Voici les résultats du changement :

-       une démotivation de nos élèves et étudiants,

-       la médiocrité de nos cadres administratifs et politiques

-       la remontée de la violence suite à la déliquescence de nos mœurs

Paradoxalement à cette courbe décroissante du niveau d’instruction et de la sécurité publique, il faut aussi souligner  une percée fulgurante de l’esprit de créativité des masses pour assurer leur survie, la cohérence et le pragmatisme de nos jeunes. Cette constatation aussi bizarre et contradictoire qu’elle puisse paraitre caractérise l’incompatibilité du mode d’enseignement  dispensé dans nos écoles  par rapport aux attentes de nos élèves et étudiants bien accrochés à l’avancement technologique actuel sonnant le glas des manuels ordinaires froids et nos salles de classe trop austères. Il devient ennuyeux et révoltant de recevoir les dictées  d’un docte professeur tirées dans un cahier jauni. Quant aux leçons à apprendre par cœur et aux devoirs à la maison, c’est le déni total !

Il y a là matière à réflexion. Contrairement à cette courbe décroissante du niveau d’instruction, on observe une croissance rapide de la délinquance juvénile. En revanche, il faut signaler aussi l’éclatement de l’imagination créative et la cohérence de jugement des jeunes sur le plan pratique.

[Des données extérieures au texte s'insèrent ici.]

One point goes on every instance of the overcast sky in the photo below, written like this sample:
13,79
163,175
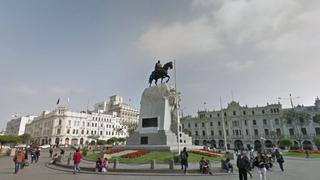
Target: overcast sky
90,50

Ce triste constat par son ambivalence caractérise l’incompatibilité du mode d’enseignement actuel avec les nouvelles aspirations de cette jeunesse complètement tournée vers le monde virtuel. Hélène Huot, professeur de linguistique à l’Université de Paris explique ce phénomène par le décalage observé entre l’école et la vie courante. Le drame dérive du fait que l’enseignement en Haïti n’a pu suivre l’évolution sociale en cours.

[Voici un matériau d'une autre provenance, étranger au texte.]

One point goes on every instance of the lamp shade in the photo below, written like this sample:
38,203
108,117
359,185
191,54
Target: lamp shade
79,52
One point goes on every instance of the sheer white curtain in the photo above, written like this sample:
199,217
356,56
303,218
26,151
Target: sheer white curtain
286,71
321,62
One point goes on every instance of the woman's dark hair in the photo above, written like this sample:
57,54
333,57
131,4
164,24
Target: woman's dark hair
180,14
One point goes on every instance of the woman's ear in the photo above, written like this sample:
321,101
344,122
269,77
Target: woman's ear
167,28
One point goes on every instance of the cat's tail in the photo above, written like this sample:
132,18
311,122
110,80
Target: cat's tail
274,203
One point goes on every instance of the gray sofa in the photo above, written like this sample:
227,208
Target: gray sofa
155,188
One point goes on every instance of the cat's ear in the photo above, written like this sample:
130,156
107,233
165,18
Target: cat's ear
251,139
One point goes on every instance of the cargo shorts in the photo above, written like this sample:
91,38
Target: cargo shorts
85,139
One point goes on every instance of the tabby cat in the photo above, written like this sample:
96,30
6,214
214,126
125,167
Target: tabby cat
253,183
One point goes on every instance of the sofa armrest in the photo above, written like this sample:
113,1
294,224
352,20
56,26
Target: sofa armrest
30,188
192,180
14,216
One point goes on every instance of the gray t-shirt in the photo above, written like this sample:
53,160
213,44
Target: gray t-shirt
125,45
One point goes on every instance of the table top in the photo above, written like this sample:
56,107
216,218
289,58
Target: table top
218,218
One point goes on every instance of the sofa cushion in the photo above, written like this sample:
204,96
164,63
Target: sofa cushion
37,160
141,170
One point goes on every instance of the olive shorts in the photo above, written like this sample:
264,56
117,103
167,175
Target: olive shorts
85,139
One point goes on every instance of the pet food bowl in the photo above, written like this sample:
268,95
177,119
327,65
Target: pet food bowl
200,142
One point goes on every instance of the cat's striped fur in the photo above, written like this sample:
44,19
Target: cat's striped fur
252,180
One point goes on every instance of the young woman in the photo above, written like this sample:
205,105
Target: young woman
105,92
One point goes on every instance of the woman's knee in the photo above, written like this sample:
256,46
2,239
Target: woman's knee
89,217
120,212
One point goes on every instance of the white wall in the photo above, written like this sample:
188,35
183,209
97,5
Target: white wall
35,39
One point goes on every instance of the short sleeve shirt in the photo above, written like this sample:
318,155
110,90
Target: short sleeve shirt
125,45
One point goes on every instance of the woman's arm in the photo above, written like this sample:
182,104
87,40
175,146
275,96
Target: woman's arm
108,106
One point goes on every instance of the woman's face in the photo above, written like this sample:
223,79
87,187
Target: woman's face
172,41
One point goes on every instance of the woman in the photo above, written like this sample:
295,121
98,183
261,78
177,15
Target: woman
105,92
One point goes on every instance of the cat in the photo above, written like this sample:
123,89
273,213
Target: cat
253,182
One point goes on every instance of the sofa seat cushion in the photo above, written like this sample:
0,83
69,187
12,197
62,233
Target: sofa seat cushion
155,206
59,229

Chaque jour, la télévision, l’ordinateur, l’Internet etc. livrent à domicile  des informations et des documentations plus enrichissantes, plus récentes parfois illustrées, souvent  sonorisées et animées. Pourvu qu’on soit super branché on vit sur le vif la capture du Colonel Kadhafi avec les commentaires des plus grands spécialistes du monde. On comprend la fatigue de nos étudiants avec les manuels pédagogiques austères. Les élèves et les étudiants d’aujourd’hui ne sont pas plus mauvais qu’avant. Ils souffrent tout simplement du déphasage de notre système d’enseignement qui n’emboite pas le pas encore à la modernité. Flanquer un élève au tableau avec un bâton de craie blanche est une épreuve vraiment difficile et révolue. L’apprentissage informel par entraide offre aux internautes des moyens plus performants d’instruction.

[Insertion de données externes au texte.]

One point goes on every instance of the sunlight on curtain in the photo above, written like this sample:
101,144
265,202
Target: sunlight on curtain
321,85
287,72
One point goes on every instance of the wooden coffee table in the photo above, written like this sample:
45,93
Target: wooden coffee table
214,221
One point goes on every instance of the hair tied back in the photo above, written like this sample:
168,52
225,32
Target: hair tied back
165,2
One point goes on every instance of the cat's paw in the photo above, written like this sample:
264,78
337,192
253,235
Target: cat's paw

Les modèles alternatifs sont plus attrayants que les méthodes d’enseignement traditionnelles. L’enseignement classique haïtien propose des cheminements très couteux et trop difficiles qui ne débouchent pas sur le marché du travail. Le rapport coût/bénéfice n’est pas satisfaisant. Après 15, 20, 25 années d’études réussies on ne peut pas trouver un emploi. Le chômeur par défaut tente souvent d’exprimer sa frustration par les manifestations populaires, la violence, le banditisme etc. Il y a désinsertion et réinsertion. Ce manque d’adaptation de l’Éducation haitienne au marché du travail est à l’origine de nos plus grands troubles sociaux. Les revendications sont latentes. Il suffit d’une étincelle pour que la mèche s’allume en plaçant le Locataire du Palais National sur des charbons ardents. Pour éviter de tels basculements il nous faut des outils pédagogique performants. Il nous faut coûte que coûte rattraper ce retard de notre système d’enseignement sur l'évolution sociale activée par les mutations techniques afin de juguler la crise de l’école haitienne.